Oleh: Fr. Siktus Jaya
Pastor Tidak Sedang Baik-Baik |
Peristiwa pastor diduga gantung diri di Keuskupan Ruteng akan menimbulkan beragam pertanyaan. Satu pertanyaan pasti adalah "ko Pastor Bisa Bunuh Diri ya? ". Pada umumnya orang selalu beranggapan bahwa pastor sebagai in persona Cristi, pastor pasti bisa mengatasi persoalan yang dihadapi. Pastor tidak mungkin mengakhiri hidup dengan cara seperti itu. Anggapan ini tidak selamanya benar. Ingat! Seorang bidan tidak selamanya membidani dirinya waktu bersalin. Ia butuh sahabat bidan yang lain. Begitu juga dengan pastor, dia lihai dalam memberikan nasehat dan solusi bagi orang lain, tetapi belum tentu untuk dirinya sendiri.
Pastor selalu dan selamanya menjadi pribadi paradoksal di dunia ini. Dia hidup, bergerak dan berkarya sesuai dengan perubahan zaman dan kompleksitas kehidupan yang ada. Satu hal yang tidak boleh terlepas dari diri Pastor adalah Komitmen atas pilihan hidup itu. Komitmen itu dituangkan dalam tiga nasihat Injil, yakni ketaatan, kemiskinan dan kemurnian hidup. Apabila pastor berkarya sampai melupakan komitmen tadi, maka pastor itu tidak sedang dalam keadaan baik-baik saja.

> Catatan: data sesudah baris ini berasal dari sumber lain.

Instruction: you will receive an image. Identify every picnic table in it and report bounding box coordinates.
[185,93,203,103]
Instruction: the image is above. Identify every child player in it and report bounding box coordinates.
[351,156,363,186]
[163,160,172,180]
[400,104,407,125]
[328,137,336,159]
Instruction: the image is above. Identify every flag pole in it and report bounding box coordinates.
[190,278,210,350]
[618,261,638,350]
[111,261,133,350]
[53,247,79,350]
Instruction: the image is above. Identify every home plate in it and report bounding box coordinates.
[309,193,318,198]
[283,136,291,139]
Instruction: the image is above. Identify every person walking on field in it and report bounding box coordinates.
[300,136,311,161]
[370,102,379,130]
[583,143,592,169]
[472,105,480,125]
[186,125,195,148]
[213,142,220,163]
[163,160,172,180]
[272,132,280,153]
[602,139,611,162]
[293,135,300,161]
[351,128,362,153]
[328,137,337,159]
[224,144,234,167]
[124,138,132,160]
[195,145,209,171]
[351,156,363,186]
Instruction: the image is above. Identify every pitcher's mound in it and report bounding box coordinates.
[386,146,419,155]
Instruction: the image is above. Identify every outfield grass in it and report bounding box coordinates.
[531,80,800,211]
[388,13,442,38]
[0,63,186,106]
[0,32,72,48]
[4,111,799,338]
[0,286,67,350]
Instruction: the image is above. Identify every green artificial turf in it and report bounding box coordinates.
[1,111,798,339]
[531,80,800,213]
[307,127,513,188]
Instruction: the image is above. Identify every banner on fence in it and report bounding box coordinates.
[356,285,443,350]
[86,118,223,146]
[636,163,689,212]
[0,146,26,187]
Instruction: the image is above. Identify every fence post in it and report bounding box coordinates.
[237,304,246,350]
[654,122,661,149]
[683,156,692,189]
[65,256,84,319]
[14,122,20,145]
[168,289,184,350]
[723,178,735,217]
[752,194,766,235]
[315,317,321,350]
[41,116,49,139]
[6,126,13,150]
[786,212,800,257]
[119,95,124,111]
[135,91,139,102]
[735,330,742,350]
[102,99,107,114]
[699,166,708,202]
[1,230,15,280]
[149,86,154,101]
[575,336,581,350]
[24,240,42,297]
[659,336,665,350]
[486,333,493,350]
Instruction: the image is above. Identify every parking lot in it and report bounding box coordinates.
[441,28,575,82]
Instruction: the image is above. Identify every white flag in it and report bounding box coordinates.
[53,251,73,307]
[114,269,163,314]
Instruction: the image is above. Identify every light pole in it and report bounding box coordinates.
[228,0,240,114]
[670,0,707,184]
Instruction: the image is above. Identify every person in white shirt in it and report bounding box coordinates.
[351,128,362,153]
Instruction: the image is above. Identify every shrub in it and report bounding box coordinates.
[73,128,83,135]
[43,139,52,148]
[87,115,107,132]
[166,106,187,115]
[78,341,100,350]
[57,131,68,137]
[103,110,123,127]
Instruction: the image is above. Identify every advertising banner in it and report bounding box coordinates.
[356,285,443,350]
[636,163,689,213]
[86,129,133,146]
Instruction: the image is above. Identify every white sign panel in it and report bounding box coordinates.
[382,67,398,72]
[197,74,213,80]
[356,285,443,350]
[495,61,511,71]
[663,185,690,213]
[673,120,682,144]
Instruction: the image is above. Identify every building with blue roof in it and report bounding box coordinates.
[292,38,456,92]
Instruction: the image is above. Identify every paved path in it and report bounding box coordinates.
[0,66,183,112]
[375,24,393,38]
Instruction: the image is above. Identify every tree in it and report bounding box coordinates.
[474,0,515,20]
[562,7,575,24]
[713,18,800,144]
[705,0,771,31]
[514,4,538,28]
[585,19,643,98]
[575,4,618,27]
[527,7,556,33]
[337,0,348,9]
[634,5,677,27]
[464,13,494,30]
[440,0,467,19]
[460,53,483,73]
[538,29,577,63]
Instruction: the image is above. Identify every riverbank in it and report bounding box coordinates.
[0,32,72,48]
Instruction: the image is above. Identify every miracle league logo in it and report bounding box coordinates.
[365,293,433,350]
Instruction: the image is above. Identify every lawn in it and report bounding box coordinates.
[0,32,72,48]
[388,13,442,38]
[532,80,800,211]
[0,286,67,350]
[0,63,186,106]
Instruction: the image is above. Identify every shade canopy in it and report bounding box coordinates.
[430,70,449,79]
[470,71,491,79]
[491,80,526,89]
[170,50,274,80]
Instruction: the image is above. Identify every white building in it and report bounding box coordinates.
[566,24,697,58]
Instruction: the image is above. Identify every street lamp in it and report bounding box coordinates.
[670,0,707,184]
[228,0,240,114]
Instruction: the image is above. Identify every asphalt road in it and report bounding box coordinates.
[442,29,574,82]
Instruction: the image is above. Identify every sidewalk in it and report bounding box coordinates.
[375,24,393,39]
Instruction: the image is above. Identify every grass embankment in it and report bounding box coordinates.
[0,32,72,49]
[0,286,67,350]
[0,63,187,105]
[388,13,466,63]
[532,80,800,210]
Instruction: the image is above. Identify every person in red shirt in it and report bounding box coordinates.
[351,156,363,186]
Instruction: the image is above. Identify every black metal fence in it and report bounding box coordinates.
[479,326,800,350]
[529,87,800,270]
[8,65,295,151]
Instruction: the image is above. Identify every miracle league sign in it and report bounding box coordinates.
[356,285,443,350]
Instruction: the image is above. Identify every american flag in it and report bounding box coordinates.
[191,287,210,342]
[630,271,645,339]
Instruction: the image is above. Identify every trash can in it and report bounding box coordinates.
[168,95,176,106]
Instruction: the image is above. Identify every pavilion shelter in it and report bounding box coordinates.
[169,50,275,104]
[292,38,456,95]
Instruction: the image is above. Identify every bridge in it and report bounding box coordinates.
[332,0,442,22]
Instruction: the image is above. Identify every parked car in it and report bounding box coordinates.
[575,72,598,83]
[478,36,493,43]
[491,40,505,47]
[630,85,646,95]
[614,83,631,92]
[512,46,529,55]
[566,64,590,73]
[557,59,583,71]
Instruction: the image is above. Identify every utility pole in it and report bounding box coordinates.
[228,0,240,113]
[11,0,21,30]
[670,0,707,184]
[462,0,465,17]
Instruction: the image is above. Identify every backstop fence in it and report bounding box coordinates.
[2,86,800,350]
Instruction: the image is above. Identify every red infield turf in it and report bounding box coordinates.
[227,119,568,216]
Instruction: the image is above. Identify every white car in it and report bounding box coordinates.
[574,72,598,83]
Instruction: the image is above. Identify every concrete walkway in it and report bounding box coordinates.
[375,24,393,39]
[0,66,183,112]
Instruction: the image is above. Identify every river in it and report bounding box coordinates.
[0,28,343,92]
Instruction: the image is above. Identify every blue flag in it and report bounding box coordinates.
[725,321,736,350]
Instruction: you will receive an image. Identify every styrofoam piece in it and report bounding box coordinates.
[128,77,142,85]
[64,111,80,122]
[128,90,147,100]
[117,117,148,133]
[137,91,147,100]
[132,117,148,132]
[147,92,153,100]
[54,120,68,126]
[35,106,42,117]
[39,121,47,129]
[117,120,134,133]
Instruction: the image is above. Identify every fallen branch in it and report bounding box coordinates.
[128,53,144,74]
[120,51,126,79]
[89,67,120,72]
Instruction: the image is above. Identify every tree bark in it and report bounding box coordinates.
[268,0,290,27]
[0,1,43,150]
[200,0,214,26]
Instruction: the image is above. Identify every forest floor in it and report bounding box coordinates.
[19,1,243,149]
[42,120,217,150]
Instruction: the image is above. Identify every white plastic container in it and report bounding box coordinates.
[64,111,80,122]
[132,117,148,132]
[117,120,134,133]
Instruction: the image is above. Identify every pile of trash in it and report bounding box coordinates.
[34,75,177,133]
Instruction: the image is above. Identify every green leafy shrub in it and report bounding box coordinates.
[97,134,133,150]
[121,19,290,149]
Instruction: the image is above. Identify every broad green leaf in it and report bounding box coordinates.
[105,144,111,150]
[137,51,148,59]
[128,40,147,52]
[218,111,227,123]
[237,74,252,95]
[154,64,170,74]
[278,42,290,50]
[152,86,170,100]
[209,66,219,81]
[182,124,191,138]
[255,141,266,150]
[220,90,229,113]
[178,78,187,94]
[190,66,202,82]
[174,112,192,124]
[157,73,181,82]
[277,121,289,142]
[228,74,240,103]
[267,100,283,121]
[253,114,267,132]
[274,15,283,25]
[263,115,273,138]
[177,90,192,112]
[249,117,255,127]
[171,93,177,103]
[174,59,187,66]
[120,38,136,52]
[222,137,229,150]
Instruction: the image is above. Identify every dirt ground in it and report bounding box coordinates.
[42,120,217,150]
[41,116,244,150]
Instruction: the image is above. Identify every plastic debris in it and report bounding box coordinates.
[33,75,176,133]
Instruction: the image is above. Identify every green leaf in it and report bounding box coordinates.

Karena Pastor tidak sedang baik-baik saja, maka pastor membutuhkan rekan pastor yang lain sebagai peneguh kehidupannya. Pastor membutuhkan kehadiran sang pemimpin sebagai inspirator yang selalu menyapanya setiap saat. Pastor membutuhkan umat untuk memberikan apresiasi atas tugas perutusannya. Kehadiran rekan kerja, pemimpin dan umat akan selalu membantu pastor tetap setia pada komitmen. Oleh karena itu, jangan jejali pastor dengan tanggungjawab melampaui batas kemampuannya. Usahakan jangan setiap waktu mengkritik, gosip dan menelanjangi kehidupan pastor. Jangan sering menyanyikan kidung duka buat pastor. Doakan dan tegurlah pastor dalam kasih, sebab pastor tidak selalu baik - baik. Meskipun pastor digelari in persona Cristi, namun aplikasinya tidak seindah dan seagung ungkapan itu.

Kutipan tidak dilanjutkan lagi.